Python: sharing class variables across threads


I have a counter (training_queue) shared among many instances of a class. The class inherits threading.Thread, so it implements a run() method. When I call start(), I expect each thread to increment this counter, so when it reaches a limit no more threads are started. However, none of the threads modifies the variable. Here's the code:

class Engine(threading.Thread):

    training_mutex = threading.Semaphore(MAX_TRAIN)
    training_queue = 0
    analysis_mutex = threading.Semaphore(MAX_ANALYSIS)
    analysis_queue = 0
    variable_mutex = threading.Lock()


    def __init__(self, config):
        threading.Thread.__init__(self)
        self.config = config
        self.deepnet = None
        # prevents engine from doing analysis while training
        self.analyze_lock = threading.Lock()

    def run(self):
        with self.variable_mutex:
            self.training_queue += 1
        print self.training_queue
        with self.training_mutex:
            with self.analyze_lock:
                self.deepnet = self.loadLSTM3Model()
   

I protect the training_queue with a Lock, so it should be thread-safe. How ever, if I print its value its always 1. How does threading affect variable scope in this case?


Solution

  • Your understanding of how state is shared between threads is correct.

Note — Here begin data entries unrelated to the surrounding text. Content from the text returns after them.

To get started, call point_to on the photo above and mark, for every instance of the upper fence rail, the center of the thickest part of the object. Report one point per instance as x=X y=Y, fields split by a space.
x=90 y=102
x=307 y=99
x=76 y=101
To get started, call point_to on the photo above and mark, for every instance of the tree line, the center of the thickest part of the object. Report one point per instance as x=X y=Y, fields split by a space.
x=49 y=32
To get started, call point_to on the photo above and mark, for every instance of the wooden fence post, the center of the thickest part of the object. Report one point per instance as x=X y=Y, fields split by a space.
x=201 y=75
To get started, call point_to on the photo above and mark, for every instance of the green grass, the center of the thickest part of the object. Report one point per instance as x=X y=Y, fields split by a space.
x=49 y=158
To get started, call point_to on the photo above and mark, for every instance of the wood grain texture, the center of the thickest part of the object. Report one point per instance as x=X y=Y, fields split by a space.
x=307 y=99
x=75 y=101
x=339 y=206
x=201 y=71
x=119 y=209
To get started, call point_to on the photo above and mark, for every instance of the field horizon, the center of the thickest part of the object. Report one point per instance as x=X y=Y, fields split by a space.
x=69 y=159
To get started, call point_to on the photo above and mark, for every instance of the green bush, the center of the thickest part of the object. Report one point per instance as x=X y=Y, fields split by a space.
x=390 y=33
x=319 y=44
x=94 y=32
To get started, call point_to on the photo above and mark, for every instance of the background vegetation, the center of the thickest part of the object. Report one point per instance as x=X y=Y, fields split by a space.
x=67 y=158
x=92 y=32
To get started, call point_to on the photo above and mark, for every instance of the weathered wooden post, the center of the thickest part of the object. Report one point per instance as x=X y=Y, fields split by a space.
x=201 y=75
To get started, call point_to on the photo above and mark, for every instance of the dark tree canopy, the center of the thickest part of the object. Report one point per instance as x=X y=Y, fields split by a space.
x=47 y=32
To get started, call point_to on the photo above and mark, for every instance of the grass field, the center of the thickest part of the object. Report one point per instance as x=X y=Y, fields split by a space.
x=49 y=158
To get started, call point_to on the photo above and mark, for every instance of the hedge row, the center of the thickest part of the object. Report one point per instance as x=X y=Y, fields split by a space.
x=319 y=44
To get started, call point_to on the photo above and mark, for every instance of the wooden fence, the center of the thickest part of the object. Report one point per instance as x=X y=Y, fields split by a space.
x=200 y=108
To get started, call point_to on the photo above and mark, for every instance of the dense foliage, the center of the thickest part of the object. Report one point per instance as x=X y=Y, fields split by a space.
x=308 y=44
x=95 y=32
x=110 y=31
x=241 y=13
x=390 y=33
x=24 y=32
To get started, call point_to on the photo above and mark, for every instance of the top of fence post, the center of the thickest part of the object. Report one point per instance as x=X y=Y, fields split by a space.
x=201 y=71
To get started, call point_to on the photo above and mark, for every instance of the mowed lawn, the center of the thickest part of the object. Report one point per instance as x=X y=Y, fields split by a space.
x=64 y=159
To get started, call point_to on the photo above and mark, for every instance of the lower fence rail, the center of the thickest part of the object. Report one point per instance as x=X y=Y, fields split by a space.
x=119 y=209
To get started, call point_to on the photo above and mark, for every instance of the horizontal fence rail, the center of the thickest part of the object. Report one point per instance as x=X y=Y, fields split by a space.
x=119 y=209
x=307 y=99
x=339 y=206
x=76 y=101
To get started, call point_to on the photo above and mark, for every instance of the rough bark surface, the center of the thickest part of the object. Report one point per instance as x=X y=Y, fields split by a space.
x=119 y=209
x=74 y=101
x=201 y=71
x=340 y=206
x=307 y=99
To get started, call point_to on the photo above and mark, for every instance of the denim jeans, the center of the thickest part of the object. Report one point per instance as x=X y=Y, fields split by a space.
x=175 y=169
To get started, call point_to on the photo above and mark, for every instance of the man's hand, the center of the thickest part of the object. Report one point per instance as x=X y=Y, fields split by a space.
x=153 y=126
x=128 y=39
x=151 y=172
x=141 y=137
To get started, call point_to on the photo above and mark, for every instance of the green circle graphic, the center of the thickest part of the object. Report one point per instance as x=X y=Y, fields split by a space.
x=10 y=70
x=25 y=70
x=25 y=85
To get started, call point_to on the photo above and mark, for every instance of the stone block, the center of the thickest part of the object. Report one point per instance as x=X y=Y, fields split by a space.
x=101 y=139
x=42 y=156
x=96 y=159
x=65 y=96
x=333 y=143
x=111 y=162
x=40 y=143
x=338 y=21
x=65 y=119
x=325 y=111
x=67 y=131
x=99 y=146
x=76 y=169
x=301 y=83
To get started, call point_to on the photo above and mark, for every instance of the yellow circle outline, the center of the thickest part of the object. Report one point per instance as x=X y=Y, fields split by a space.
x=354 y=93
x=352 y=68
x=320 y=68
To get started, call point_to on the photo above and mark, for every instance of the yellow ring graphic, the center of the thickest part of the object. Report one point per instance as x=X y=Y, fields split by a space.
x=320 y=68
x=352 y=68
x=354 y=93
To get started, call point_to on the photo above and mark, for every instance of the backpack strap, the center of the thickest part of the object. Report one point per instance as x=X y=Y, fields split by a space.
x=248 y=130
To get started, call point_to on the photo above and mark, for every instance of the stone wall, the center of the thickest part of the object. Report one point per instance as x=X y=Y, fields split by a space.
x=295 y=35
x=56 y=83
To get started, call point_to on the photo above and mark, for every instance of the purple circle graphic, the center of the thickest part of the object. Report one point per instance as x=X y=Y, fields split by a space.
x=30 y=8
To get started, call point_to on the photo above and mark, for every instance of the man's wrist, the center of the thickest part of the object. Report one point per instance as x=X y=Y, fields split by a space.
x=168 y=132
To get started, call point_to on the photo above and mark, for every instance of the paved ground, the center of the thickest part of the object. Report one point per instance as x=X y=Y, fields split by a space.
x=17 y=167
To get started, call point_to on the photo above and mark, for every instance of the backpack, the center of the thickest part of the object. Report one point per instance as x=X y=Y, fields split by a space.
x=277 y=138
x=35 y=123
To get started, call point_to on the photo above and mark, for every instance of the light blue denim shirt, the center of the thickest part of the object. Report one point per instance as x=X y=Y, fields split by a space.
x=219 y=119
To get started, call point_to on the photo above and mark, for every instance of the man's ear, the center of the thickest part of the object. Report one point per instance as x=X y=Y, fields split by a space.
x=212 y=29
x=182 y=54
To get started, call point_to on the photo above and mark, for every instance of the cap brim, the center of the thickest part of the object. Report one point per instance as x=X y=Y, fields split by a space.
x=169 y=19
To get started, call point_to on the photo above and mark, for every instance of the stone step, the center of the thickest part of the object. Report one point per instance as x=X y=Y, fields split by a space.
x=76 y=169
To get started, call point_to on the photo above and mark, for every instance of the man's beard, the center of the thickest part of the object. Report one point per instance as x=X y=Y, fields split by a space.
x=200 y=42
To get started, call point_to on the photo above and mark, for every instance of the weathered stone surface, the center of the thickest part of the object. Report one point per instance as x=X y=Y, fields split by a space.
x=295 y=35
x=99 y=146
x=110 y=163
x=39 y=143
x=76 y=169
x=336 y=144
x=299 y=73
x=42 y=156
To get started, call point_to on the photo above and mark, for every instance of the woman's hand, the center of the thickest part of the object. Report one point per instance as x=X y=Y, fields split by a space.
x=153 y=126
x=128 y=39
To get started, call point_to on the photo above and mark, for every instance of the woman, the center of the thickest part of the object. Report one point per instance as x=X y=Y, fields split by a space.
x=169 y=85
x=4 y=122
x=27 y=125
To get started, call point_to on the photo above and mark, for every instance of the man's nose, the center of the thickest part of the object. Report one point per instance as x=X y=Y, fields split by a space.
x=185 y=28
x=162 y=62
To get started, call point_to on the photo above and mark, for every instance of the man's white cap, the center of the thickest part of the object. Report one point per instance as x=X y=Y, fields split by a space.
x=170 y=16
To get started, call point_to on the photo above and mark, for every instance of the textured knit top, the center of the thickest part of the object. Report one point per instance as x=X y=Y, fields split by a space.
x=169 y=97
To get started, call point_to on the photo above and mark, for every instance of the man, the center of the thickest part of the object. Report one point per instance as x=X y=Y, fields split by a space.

However, you are using instance attribute "training_queue" instead of class attribute "training_queue".

    That is, you always set training_queue to 1 for each new object.

    For example:

    import threading
    
    class Engine(threading.Thread):
        training_queue = 0
        print_lock = threading.Lock()
    
        def __init__(self, config):
            threading.Thread.__init__(self)
    
        def run(self):
            with Engine.print_lock:
                self.training_queue += 1
                print self.training_queue
    
    Engine('a').start()
    Engine('b').start()
    Engine('c').start()
    Engine('d').start()
    Engine('e').start()
    

    Will return:

    1
    1
    1
    1
    1
    

    But:

    import threading
    
    class Engine(threading.Thread):
        training_queue = 0
        print_lock = threading.Lock()
    
        def __init__(self, config):
            threading.Thread.__init__(self)
    
        def run(self):
            with Engine.print_lock:
                Engine.training_queue += 1  # <-here
                print self.training_queue
    
    Engine('a').start()
    Engine('b').start()
    Engine('c').start()
    Engine('d').start()
    Engine('e').start()
    

    Returns:

    1
    2
    3
    4
    5
    

    Note self.training_queue vs Engine.training_queue

    btw. I think += in python should be atomic so I wouldn't bother with the lock. However, not the usage of lock for printing to stdout in the example above.